Saint Michael the Archangel, defend us in battle.Be our protection against the snares and wickedness of the devil, May God rebuke him we humbly pray,And do thou, O Prince of the Heavenly Host,By the Divine Power of God, Cast into Hell Satan and all the evil spiritsWho roam throughout the world seeking the ruin of souls. Amen.

5) On the Way Home
Almighty God, you have generously made known to human beings the mysteries of your life through Jesus Christ your Son in the Holy Spirit.Enlighten my mind to know these mysteries which your Church treasures and teaches.Move my heart to love them and my will to live in accord with them. Amen.
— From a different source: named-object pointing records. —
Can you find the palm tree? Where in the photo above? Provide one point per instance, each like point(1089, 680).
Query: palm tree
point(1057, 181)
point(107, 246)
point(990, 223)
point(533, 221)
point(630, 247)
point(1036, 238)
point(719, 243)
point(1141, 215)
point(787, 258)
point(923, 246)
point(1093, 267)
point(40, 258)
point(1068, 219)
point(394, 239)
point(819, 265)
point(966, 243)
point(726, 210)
These last words, from the pen of St. Charles Borromeo, build perfectly upon the final words of the Mass, “Ite, Missa est, the Mass is ended, go in peace.” The Mass might be ended, but the effects of the Mass are meant to persist. St. Charles’ prayer reminds us to think with the mind of the Church (sentire cum ecclesia) and to live our lives in accord with those thoughts rather than in accord with the “spirit of the age.” We’ve encountered the Living God in the most intimate of manners, now we must allow the grace we’ve gained to transform our lives so that we may bring our little corner of the world under the sway of Christ the King. 


Print these prayers out, put them in your missal, purse, or pocket and get ready to pray the Mass with the saints. These holy men and women are with you at Mass. They are now forever worshipping God and yearn to aid you to eventually join them.